Energy

Dirty truth about China’s incinerators

China's “clean” trash-burning plants have a dark underside, writes Elizabeth Balkan. Stuffed with coal, many operate like fossil-fired power stations, only more laxly governed.

Xie Yong could be called a pioneer. He is one of very few to date to sue a Chinese government agency over its unlawful refusal of requested data. His crusade for change has little to do with civic altruism, however. Xie’s struggle is personal in nature, his actions forced by desperation. He has been battling his son’s paralysis-causing epileptic seizures and mounting health care costs since 2010. His son’s condition, Xie believes, is the result of toxic emissions from an incineration plant near his home.

Xie and his wife, Ma Hongmei, lived in Nantong, Jiangsu province, when Ma gave birth to their son, Yongkang, in 2008. Even before they could celebrate his first 100 days of life, Yongkang’s parents noticed he was not developing normally. He did not laugh like other babies and had trouble seeing and hearing. Most disturbing, he twitched incessantly and could not be placated. Shortly after, he became paralysed. Doctors eventually diagnosed him with cerebral palsy.

During Ma’s pregnancy and in her son’s first two months of life, the family lived a short distance from the local trash incineration plant. The facility’s odorous emissions were constant, but neither Ma nor Xie understood what risks they might be facing. Shanghai Xinhua Hospital determined that Yongkang’s disease was not genetic, but caused by environmental factors during Ma’s pregancy.

Xie researched the science behind incineration emissions and health defects, spoke with experts, and learned that other couples in the village had experienced premature births and stillbirths. The couple concluded that their proximity to the plant, and the constant pollution it spewed, were to blame. 

In 2010, Xie sought the assistance of the Center for Legal Assistance to Pollution Victims (CLAPV), a China-based legal aid NGO that provides assistance to citizens and wages legal battles in the name of environmental justice. The centre felt that his story justified legal action and, with Xie’s help, began collecting the evidence needed to build a case against the company that owned the plant, Jiangsu Tianying Saite Environmental Protection Energy Group. 

In China’s first personal health-related legal case against a waste incinerator, the Hai’an local court heard the case in September 2010. Xie submitted analysis revealing dioxin concentrations in nearby air that grossly exceeded legal limits; reports documenting the physical condition of plant workers and other children living near the plant; and scientific papers demonstrating a link between dioxin and birth defects. The local judge rejected Xie’s claims, prompting him to appeal to the county court. A county-level trial took place May 2011, with similar results. The court deemed the evidence insufficient and issued a verdict against Xie. 
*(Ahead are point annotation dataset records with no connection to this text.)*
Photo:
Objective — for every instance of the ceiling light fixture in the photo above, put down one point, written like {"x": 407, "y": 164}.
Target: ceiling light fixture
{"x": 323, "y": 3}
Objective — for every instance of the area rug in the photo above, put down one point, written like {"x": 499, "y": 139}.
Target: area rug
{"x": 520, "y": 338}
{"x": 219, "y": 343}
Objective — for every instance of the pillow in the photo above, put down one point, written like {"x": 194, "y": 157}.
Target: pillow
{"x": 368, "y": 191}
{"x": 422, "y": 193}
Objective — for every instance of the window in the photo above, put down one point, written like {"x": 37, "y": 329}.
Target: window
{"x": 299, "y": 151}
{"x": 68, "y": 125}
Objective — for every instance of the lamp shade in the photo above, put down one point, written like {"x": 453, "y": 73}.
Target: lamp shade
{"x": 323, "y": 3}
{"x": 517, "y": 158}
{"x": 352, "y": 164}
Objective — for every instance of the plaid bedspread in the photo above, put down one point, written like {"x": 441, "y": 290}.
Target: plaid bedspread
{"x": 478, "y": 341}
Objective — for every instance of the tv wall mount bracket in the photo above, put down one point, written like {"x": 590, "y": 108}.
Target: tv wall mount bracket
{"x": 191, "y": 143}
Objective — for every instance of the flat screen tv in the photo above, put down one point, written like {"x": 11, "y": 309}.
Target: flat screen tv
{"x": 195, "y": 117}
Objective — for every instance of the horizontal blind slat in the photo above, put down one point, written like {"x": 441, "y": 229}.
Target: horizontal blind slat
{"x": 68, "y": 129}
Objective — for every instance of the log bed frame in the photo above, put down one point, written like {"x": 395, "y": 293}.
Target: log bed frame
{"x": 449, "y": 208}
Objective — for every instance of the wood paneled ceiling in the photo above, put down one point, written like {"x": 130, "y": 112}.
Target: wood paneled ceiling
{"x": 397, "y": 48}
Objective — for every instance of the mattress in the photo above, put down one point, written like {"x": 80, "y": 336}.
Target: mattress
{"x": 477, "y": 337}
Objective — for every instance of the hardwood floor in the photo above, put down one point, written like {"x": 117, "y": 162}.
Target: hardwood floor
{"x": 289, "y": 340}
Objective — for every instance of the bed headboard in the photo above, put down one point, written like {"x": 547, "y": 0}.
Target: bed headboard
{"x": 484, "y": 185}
In response to these blows, Xie turned directly to the authorities. He filed a request for emissions data for the plant in question from the local environmental protection bureau, to which he had legal entitlement (read more about China’s open government information laws here and here). His request was denied, on the grounds that releasing data would compromise the company’s business secrets. Xie next asked the provincial level Ministry of Environmental Protection, one administrative level higher, to release emissions reports to him. They, too, turned him down. But he is determined to continue his fight. 

Activists like CLAPV’s Liu Jinmei believe that Xie’s efforts “indicate a growing awareness of safeguarding the rights of victims of pollutants”. However, it is hard to know how many individuals with situations similar to Xie’s, but completely unaware of the potentially serious health risks they face, are out there. This is because conditions at Chinese waste-to-energy facilities are by and large shrouded in mystery. 

The incineration boom

China did not commission its first waste-to-energy plant until little more than a decade ago. Before 1990, public waste-treatment infrastructure handled less than 2% of the country’s household waste. At the same time, output of inorganic rubbish was marginal.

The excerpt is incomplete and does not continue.